The Medical Device Federal Preemption Trilogy: Salvaging Due Process for Injured Patients

Southern Illinois University Law Journal, Vol. 35, p. 453, 2011

45 Pages Posted: 22 Sep 2011

See all articles by Demetria D. Frank

Demetria D. Frank

University of Memphis - Cecil C. Humphreys School of Law

Date Written: September 21, 2011

Abstract

Ignoring over a century of tort law precedence, ultimately leaving thousands of people all over the country injured by medical devices without remedy, the prevailing jurisprudence on medical device federal preemption is both current and relevant. Due to the inherent ambiguity of the preemption provision Medical Device Amendments of 1976, where contemporary medical device litigation had its beginnings, the regulatory nature of common law tort claims against medical device manufacturers has been overwhelming called into question.

Given this socio-judicial backdrop, the Article focuses on two rapidly developing areas of law: (1) preemption of certain medical device claims following the U.S. Supreme Court’s rulings in Buckman v.
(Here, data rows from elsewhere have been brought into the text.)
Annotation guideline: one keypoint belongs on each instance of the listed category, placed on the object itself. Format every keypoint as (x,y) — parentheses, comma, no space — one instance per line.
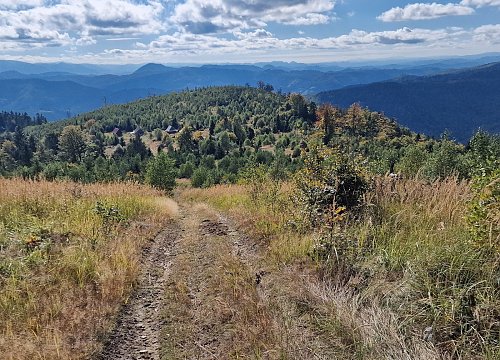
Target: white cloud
(488,34)
(262,40)
(19,4)
(480,3)
(64,22)
(421,11)
(215,16)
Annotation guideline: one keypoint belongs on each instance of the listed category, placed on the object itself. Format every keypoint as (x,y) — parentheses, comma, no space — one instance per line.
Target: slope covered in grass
(69,256)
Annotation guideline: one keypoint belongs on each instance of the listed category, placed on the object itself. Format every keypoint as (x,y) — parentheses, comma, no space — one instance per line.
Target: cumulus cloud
(215,16)
(480,3)
(262,40)
(19,4)
(488,34)
(63,22)
(421,11)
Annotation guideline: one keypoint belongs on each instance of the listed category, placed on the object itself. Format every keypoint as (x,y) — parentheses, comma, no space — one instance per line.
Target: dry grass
(213,310)
(65,267)
(410,264)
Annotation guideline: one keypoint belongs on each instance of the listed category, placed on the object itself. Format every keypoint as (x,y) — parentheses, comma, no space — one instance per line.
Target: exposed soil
(206,292)
(136,335)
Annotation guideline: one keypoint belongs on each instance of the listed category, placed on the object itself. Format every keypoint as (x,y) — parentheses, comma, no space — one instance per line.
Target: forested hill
(221,131)
(460,101)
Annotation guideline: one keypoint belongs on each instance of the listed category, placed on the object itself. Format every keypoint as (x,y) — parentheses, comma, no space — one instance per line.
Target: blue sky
(243,31)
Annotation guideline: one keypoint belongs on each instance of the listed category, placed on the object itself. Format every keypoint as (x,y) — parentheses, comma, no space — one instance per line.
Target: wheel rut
(137,332)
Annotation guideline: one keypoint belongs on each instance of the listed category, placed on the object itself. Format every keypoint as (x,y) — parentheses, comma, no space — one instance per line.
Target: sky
(244,31)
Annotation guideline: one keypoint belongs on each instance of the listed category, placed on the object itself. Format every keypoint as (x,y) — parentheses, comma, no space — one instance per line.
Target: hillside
(56,92)
(282,231)
(459,101)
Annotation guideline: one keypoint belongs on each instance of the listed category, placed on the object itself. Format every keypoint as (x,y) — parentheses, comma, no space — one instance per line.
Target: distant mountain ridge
(460,101)
(56,97)
(58,90)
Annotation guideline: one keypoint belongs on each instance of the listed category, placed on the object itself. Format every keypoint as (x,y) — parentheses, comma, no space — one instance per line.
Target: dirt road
(205,292)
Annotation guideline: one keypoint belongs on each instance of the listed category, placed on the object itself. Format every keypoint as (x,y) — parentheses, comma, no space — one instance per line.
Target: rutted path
(137,331)
(205,293)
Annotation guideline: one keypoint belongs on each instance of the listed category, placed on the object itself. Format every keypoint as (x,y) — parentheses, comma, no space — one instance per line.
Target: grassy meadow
(401,278)
(69,256)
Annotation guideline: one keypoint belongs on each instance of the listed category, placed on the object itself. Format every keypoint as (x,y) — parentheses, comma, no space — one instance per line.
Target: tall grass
(69,255)
(405,266)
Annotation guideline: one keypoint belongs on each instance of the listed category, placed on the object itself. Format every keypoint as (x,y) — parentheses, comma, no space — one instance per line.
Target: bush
(161,172)
(327,182)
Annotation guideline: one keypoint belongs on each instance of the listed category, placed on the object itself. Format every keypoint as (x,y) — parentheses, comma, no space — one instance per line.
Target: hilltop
(460,101)
(281,213)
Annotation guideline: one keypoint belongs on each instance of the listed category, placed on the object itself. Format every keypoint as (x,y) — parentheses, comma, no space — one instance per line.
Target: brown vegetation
(69,257)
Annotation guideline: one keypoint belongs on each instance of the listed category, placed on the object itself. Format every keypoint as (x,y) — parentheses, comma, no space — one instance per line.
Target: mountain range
(460,101)
(427,96)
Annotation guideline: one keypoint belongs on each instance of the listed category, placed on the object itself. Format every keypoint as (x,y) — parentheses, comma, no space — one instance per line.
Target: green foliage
(327,182)
(72,143)
(161,172)
(484,210)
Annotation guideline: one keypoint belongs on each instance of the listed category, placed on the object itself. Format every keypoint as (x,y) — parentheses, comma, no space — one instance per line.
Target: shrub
(327,182)
(161,173)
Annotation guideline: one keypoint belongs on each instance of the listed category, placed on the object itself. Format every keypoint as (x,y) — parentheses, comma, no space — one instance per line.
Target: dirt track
(136,335)
(205,293)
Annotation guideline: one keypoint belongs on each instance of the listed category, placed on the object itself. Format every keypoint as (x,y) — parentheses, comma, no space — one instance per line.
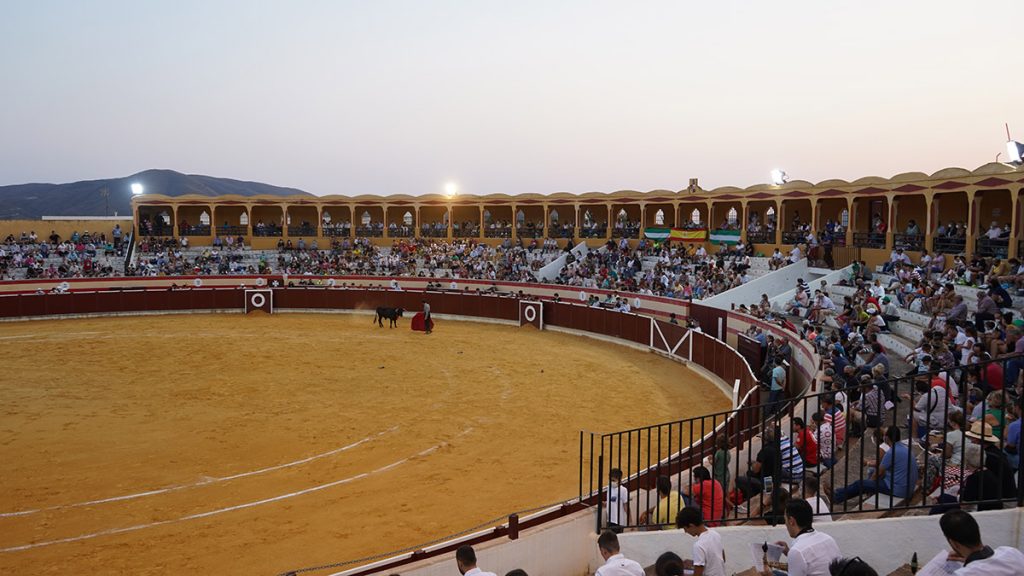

Plaintiffs’ Legal Committee and Riegel v. Medtronic, Inc.; and (2) the pleading standard articulated in Bell Atlantic Corp. v. Twombly and its implications for plaintiffs who have been injured by medical devices that have received premarket approval by the Food and Drug Administration. The Article examines the federal courts’ repeated and excessive misinterpretations and misapplications of Buckman, Riegel and Twombly, resulting in inappropriate dismissal of common law claims of even the most seriously injured medical device patients, so that the same ambiguities currently present in the MDA can be avoided in any future versions of this legislation.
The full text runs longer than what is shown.